- Theatrical poster
- Directed by: Kumar T
- Written by: Kumar T
- Produced by: Kumar T
- Starring: Sujiv Erica Fernandes
- Cinematography: K. Prasad
- Edited by: S. Karthik
- Music by: Dharan Kumar
- Production company: White Candy Entertainment
- Release date: 21 March 2014;
- Country: India
- Language: Tamil

= Virattu =

2014 Indian film by Kumar T

Virattu is a 2014 Indian Tamil-language thriller film produced and directed by Kumar T. The film stars T Kumar's son Sujiv and Erica Fernandes, while Pragya Jaiswal and Manobala appear in other pivotal roles. The film was released on 21 February 2014 to average reviews, while the dubbed Telugu version Dega was released on 28 November 2014.

==Cast==
- Sujiv as Sujiv
- Erica Fernandes as Sri
- Amit Tiwari as Kalki
- Pragya Jaiswal as Mavi
- Manobala
- Suman Setty
- Shankar Melkote

==Production==
Sequences were filmed on a train travelling from Thailand to Malaysia and the stunt scenes were composed by Dho Dho of Thailand and Williams of Malaysia. Further scenes were canned in New Zealand.

==Music==

The film's audio was released in June 2013 by R. B. Choudary, while S. J. Surya received the first copy at a launch event. The film has four songs with four different lyricists contributing – Madhan Karky, Na. Muthukumar, Vignesh Shivan and Lallu.
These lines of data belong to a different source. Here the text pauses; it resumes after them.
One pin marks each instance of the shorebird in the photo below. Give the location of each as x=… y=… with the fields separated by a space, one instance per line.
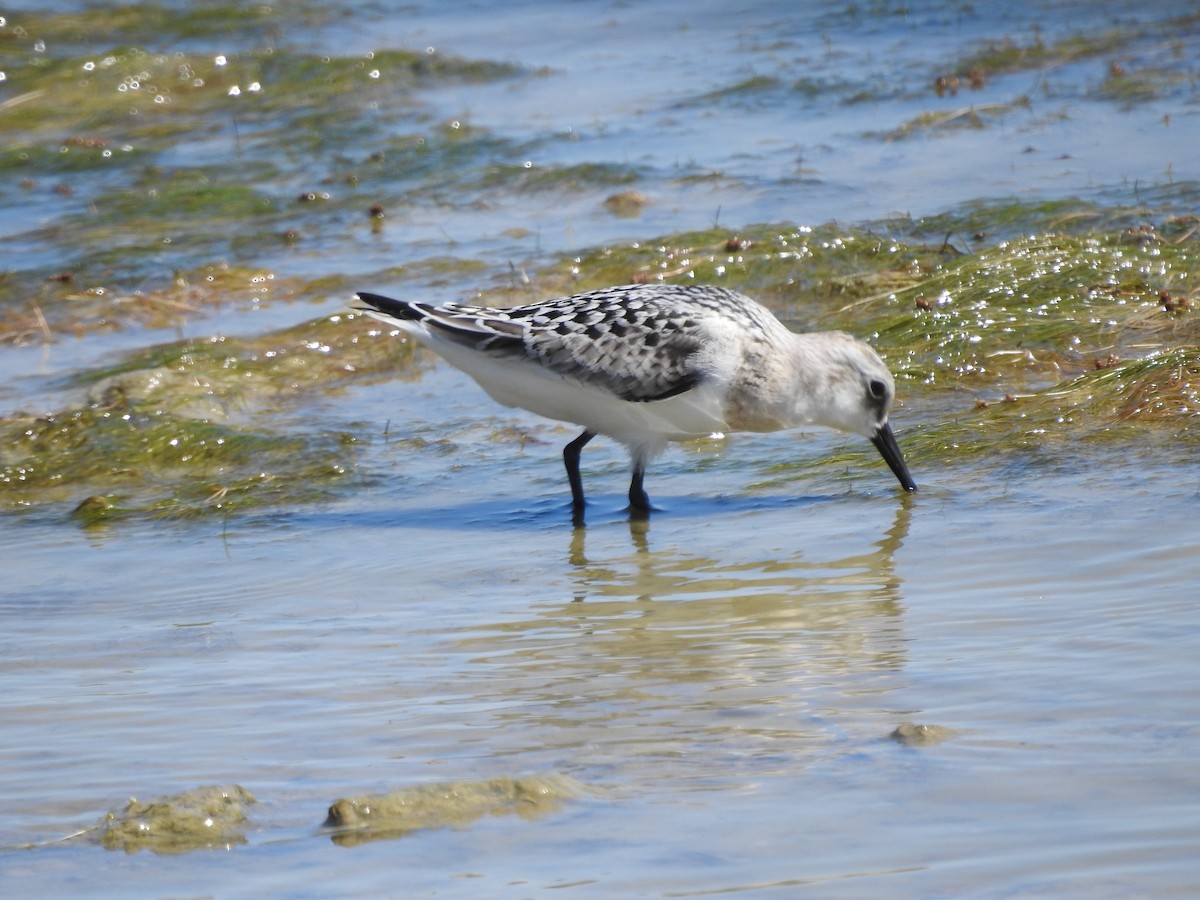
x=648 y=364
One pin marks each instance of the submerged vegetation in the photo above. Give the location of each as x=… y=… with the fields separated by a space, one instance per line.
x=1074 y=333
x=169 y=181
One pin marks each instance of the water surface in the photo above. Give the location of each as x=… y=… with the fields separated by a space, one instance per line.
x=725 y=682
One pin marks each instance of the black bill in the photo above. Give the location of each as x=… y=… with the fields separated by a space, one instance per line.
x=886 y=443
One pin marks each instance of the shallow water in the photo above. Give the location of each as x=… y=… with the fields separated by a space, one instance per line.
x=724 y=681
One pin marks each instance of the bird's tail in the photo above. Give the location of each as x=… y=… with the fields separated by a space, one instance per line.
x=397 y=310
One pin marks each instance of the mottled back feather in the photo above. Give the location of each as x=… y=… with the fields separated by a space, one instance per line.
x=639 y=343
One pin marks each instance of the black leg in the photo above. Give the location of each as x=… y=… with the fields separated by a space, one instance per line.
x=571 y=460
x=639 y=502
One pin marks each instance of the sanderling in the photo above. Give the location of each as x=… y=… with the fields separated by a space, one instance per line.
x=648 y=364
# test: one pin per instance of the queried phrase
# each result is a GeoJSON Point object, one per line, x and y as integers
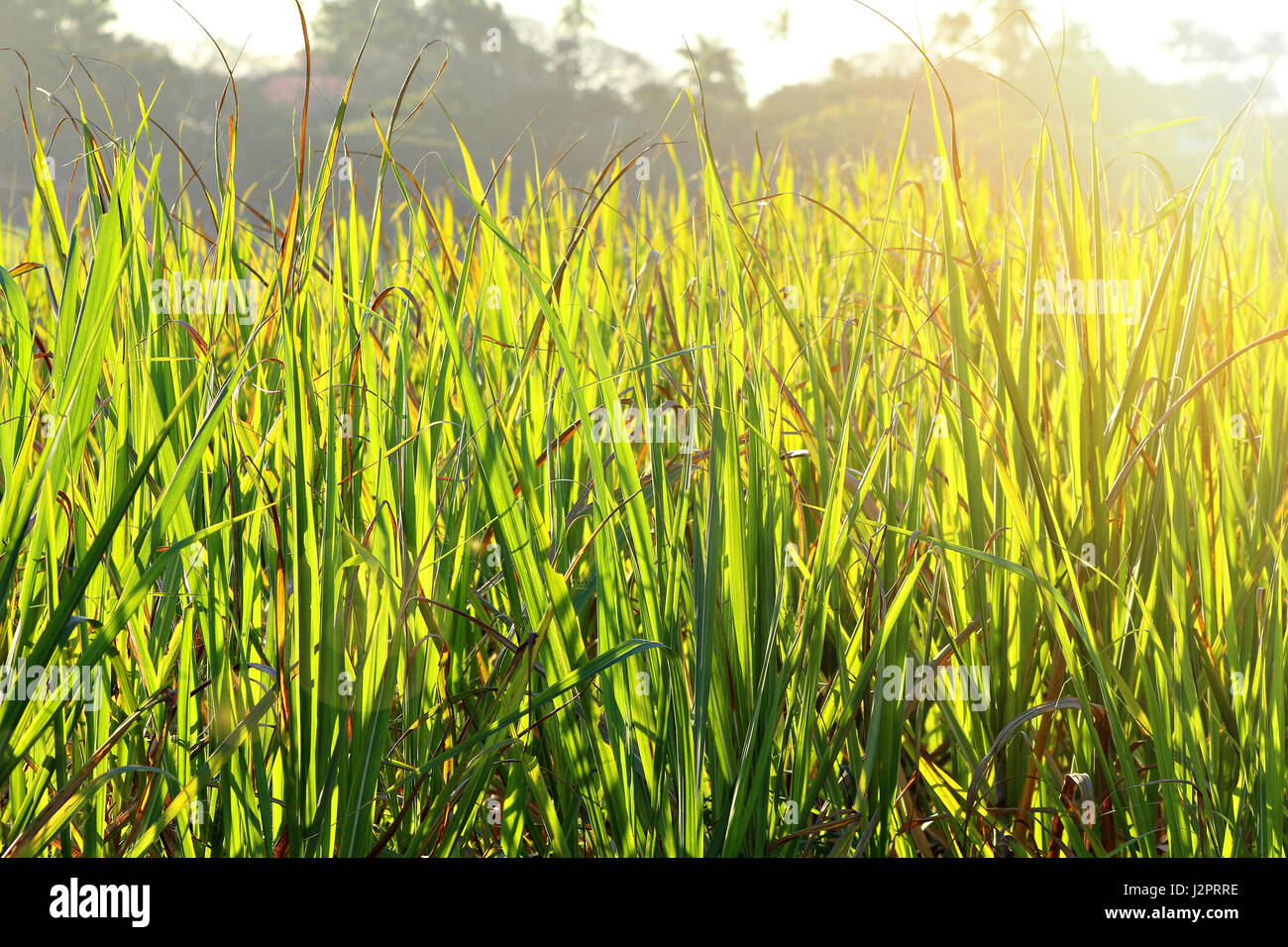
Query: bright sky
{"type": "Point", "coordinates": [1133, 31]}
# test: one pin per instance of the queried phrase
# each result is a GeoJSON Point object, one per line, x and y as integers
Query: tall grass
{"type": "Point", "coordinates": [364, 579]}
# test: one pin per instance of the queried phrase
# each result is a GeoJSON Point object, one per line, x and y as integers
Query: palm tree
{"type": "Point", "coordinates": [576, 17]}
{"type": "Point", "coordinates": [717, 65]}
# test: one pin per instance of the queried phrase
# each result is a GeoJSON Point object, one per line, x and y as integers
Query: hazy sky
{"type": "Point", "coordinates": [1127, 31]}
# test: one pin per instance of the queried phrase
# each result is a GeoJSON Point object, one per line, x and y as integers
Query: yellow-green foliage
{"type": "Point", "coordinates": [368, 570]}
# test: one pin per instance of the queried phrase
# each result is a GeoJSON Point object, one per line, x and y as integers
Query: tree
{"type": "Point", "coordinates": [719, 67]}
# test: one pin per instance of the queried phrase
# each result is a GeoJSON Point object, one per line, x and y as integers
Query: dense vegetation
{"type": "Point", "coordinates": [627, 515]}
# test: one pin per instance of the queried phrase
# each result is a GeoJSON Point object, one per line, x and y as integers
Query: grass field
{"type": "Point", "coordinates": [870, 508]}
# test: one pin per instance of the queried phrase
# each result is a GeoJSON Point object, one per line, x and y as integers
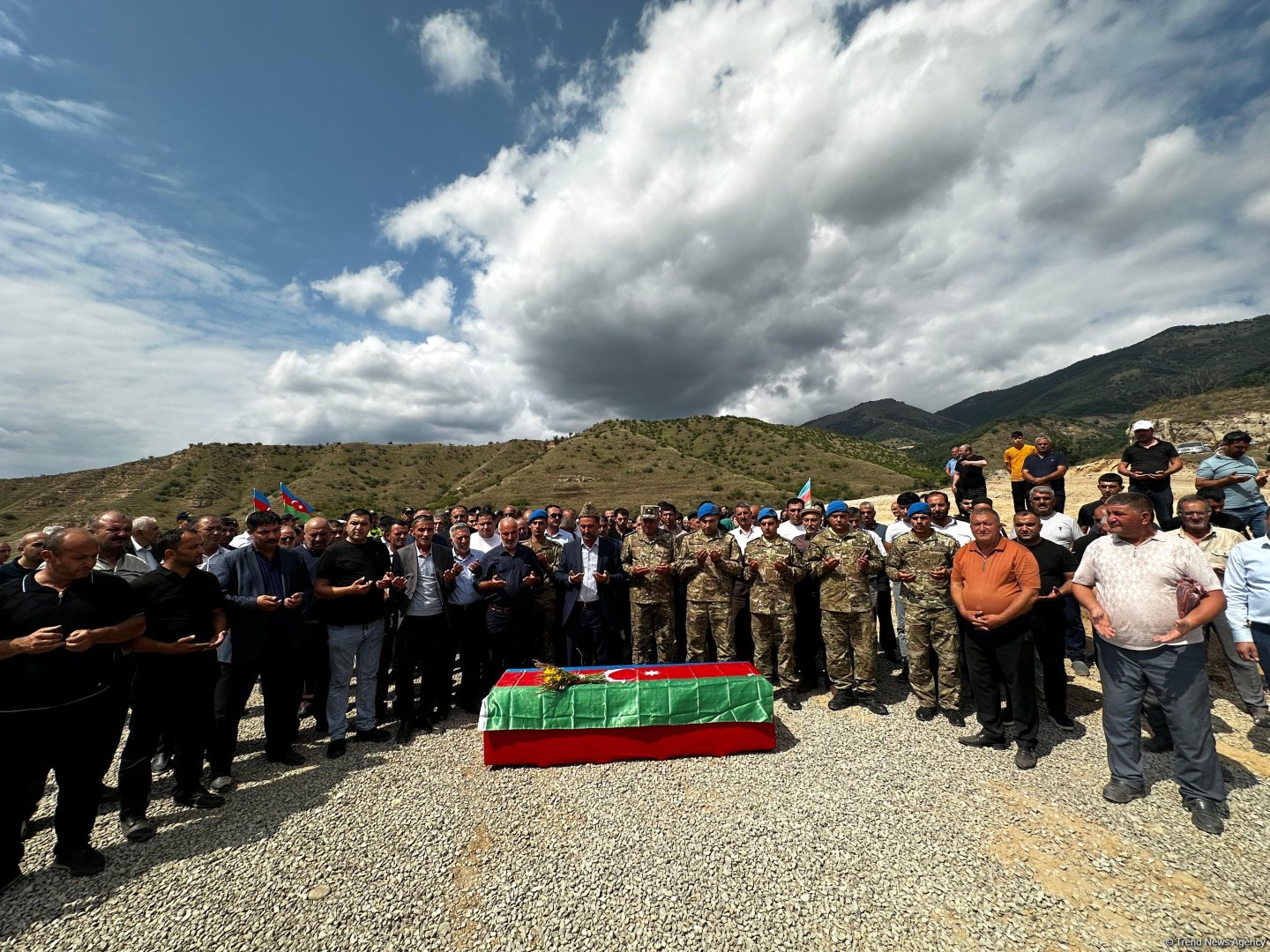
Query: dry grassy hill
{"type": "Point", "coordinates": [619, 462]}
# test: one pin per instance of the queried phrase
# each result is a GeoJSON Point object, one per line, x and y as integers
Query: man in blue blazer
{"type": "Point", "coordinates": [589, 576]}
{"type": "Point", "coordinates": [265, 589]}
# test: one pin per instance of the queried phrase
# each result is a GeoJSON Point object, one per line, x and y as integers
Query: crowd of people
{"type": "Point", "coordinates": [123, 626]}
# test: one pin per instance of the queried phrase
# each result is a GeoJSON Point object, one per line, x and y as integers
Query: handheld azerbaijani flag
{"type": "Point", "coordinates": [643, 712]}
{"type": "Point", "coordinates": [294, 504]}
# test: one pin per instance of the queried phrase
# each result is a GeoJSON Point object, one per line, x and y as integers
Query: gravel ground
{"type": "Point", "coordinates": [857, 829]}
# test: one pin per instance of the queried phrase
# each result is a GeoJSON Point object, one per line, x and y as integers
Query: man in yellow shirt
{"type": "Point", "coordinates": [1016, 452]}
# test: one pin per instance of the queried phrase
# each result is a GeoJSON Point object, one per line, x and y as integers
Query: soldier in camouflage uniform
{"type": "Point", "coordinates": [773, 565]}
{"type": "Point", "coordinates": [921, 560]}
{"type": "Point", "coordinates": [709, 560]}
{"type": "Point", "coordinates": [843, 559]}
{"type": "Point", "coordinates": [545, 608]}
{"type": "Point", "coordinates": [648, 556]}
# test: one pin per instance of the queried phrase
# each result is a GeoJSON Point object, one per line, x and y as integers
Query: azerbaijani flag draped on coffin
{"type": "Point", "coordinates": [638, 712]}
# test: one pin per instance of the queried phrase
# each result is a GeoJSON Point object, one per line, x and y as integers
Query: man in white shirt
{"type": "Point", "coordinates": [1129, 584]}
{"type": "Point", "coordinates": [485, 539]}
{"type": "Point", "coordinates": [793, 524]}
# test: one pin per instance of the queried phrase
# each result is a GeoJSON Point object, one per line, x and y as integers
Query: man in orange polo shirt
{"type": "Point", "coordinates": [995, 584]}
{"type": "Point", "coordinates": [1016, 452]}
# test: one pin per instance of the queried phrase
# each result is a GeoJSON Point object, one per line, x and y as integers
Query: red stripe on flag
{"type": "Point", "coordinates": [602, 746]}
{"type": "Point", "coordinates": [629, 673]}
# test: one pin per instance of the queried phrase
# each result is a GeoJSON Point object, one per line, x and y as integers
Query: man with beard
{"type": "Point", "coordinates": [265, 591]}
{"type": "Point", "coordinates": [773, 568]}
{"type": "Point", "coordinates": [709, 562]}
{"type": "Point", "coordinates": [355, 579]}
{"type": "Point", "coordinates": [842, 559]}
{"type": "Point", "coordinates": [312, 640]}
{"type": "Point", "coordinates": [648, 557]}
{"type": "Point", "coordinates": [176, 681]}
{"type": "Point", "coordinates": [58, 628]}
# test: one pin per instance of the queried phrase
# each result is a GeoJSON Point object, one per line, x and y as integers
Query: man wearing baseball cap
{"type": "Point", "coordinates": [1149, 465]}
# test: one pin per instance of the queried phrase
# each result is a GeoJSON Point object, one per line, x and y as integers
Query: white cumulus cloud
{"type": "Point", "coordinates": [767, 217]}
{"type": "Point", "coordinates": [456, 52]}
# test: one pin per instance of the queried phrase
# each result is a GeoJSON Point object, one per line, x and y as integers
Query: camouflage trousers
{"type": "Point", "coordinates": [779, 628]}
{"type": "Point", "coordinates": [934, 631]}
{"type": "Point", "coordinates": [710, 619]}
{"type": "Point", "coordinates": [850, 651]}
{"type": "Point", "coordinates": [653, 625]}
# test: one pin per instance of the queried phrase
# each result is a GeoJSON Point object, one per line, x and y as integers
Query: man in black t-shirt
{"type": "Point", "coordinates": [969, 480]}
{"type": "Point", "coordinates": [1109, 484]}
{"type": "Point", "coordinates": [355, 577]}
{"type": "Point", "coordinates": [57, 631]}
{"type": "Point", "coordinates": [1048, 620]}
{"type": "Point", "coordinates": [1149, 465]}
{"type": "Point", "coordinates": [176, 680]}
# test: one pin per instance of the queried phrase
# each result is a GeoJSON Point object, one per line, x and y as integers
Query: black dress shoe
{"type": "Point", "coordinates": [83, 861]}
{"type": "Point", "coordinates": [199, 798]}
{"type": "Point", "coordinates": [871, 703]}
{"type": "Point", "coordinates": [288, 756]}
{"type": "Point", "coordinates": [984, 740]}
{"type": "Point", "coordinates": [1206, 814]}
{"type": "Point", "coordinates": [136, 829]}
{"type": "Point", "coordinates": [1122, 792]}
{"type": "Point", "coordinates": [841, 701]}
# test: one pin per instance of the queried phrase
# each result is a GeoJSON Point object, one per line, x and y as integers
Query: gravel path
{"type": "Point", "coordinates": [857, 829]}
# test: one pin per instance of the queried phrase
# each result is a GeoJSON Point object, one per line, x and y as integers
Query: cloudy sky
{"type": "Point", "coordinates": [311, 219]}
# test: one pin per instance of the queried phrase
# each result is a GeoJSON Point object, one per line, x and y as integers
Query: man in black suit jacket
{"type": "Point", "coordinates": [265, 589]}
{"type": "Point", "coordinates": [591, 576]}
{"type": "Point", "coordinates": [424, 643]}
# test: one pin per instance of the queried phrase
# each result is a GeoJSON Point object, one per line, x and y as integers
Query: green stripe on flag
{"type": "Point", "coordinates": [648, 703]}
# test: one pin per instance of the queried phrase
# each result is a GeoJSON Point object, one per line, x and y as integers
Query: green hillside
{"type": "Point", "coordinates": [1175, 363]}
{"type": "Point", "coordinates": [619, 462]}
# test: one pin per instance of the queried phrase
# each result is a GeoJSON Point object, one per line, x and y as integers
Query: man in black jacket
{"type": "Point", "coordinates": [589, 576]}
{"type": "Point", "coordinates": [265, 591]}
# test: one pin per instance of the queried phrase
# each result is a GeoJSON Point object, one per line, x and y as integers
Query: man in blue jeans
{"type": "Point", "coordinates": [355, 579]}
{"type": "Point", "coordinates": [1128, 582]}
{"type": "Point", "coordinates": [1247, 600]}
{"type": "Point", "coordinates": [1236, 473]}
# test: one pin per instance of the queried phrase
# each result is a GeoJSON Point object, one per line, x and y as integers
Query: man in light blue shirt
{"type": "Point", "coordinates": [1236, 473]}
{"type": "Point", "coordinates": [1247, 602]}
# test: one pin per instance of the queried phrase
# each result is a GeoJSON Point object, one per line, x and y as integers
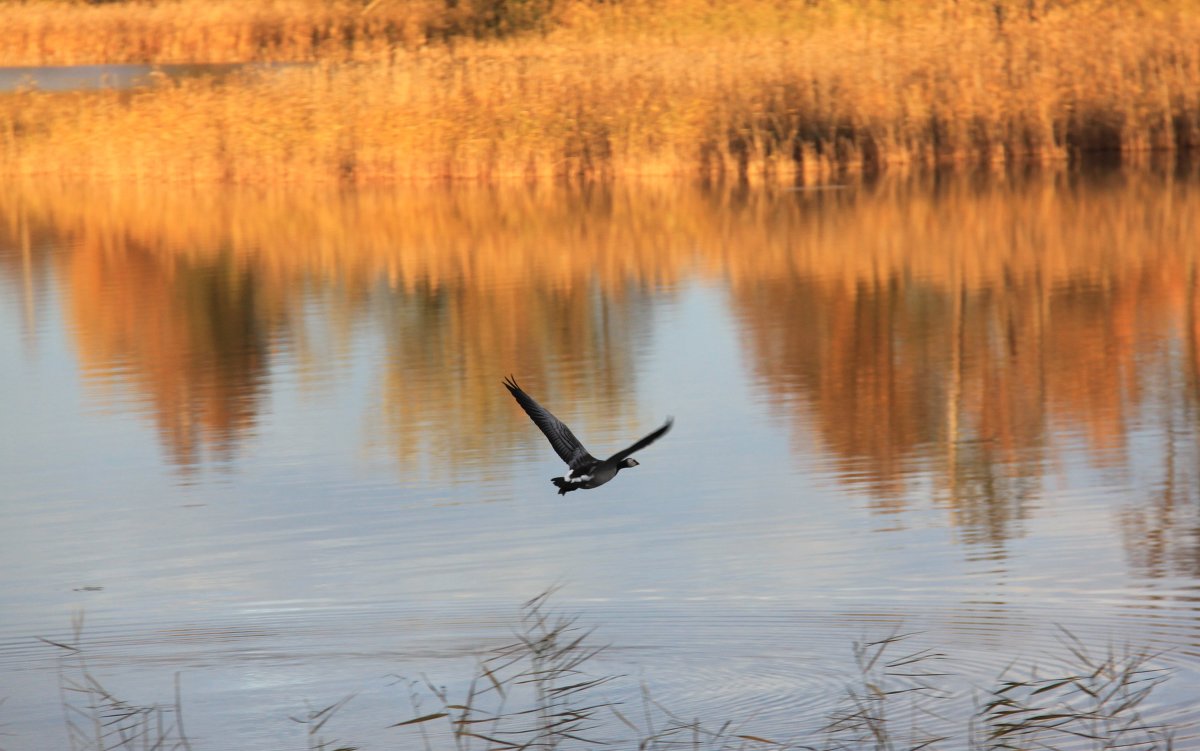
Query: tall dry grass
{"type": "Point", "coordinates": [749, 89]}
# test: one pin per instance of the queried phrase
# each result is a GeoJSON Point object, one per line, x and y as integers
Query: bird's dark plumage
{"type": "Point", "coordinates": [587, 472]}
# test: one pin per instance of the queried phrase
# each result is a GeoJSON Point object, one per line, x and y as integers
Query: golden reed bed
{"type": "Point", "coordinates": [751, 89]}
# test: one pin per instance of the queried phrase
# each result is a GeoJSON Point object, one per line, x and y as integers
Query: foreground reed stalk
{"type": "Point", "coordinates": [748, 90]}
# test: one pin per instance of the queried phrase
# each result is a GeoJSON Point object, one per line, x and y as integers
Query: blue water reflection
{"type": "Point", "coordinates": [261, 439]}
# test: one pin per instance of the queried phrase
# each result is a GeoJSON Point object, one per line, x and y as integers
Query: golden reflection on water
{"type": "Point", "coordinates": [949, 326]}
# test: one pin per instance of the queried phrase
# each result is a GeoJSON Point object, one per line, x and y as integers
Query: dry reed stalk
{"type": "Point", "coordinates": [778, 95]}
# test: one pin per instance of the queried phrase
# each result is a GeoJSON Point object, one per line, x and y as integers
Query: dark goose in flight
{"type": "Point", "coordinates": [586, 469]}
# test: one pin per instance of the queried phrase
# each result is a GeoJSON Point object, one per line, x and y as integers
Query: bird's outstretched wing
{"type": "Point", "coordinates": [561, 437]}
{"type": "Point", "coordinates": [657, 434]}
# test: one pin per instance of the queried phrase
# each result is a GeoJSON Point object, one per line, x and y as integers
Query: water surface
{"type": "Point", "coordinates": [259, 439]}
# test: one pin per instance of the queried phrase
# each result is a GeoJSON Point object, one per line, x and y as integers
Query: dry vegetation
{"type": "Point", "coordinates": [753, 89]}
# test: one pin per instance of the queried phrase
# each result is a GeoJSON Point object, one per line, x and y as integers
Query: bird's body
{"type": "Point", "coordinates": [587, 472]}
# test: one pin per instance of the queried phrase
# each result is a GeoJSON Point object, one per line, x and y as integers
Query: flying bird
{"type": "Point", "coordinates": [587, 472]}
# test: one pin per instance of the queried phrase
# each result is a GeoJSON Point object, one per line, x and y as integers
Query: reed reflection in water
{"type": "Point", "coordinates": [1013, 361]}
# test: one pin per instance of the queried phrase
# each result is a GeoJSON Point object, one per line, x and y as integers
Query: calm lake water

The film's soundtrack opened to average reviews, with a music critic noting it was as "mercurial as its composer". The song "Podhum Podhum" was released with a promotional video featuring the lead singers Andrea Jeremiah and Naresh Iyer and was well received by critics.

Track listing
| No. | Title | Lyrics | Singer(s) | Length |
|---|---|---|---|---|
| 1. | "Mouname Mouname" | Na. Muthukumar | Andrea Jeremiah, Haricharan | 5:18 |
| 2. | "En Life In Angel" | Vignesh Shivan | Dharan Kumar | 4:50 |
| 3. | "Meeta Paanu" | Lallu | M. M. Manasi, Santhosh Hariharan | 5:01 |
| 4. | "Podhum Podhum" | Madhan Karky | Andrea Jeremiah, Naresh Iyer | 5:06 |

==Release and reception==
The film opened on 21 March 2014 to mixed reviews.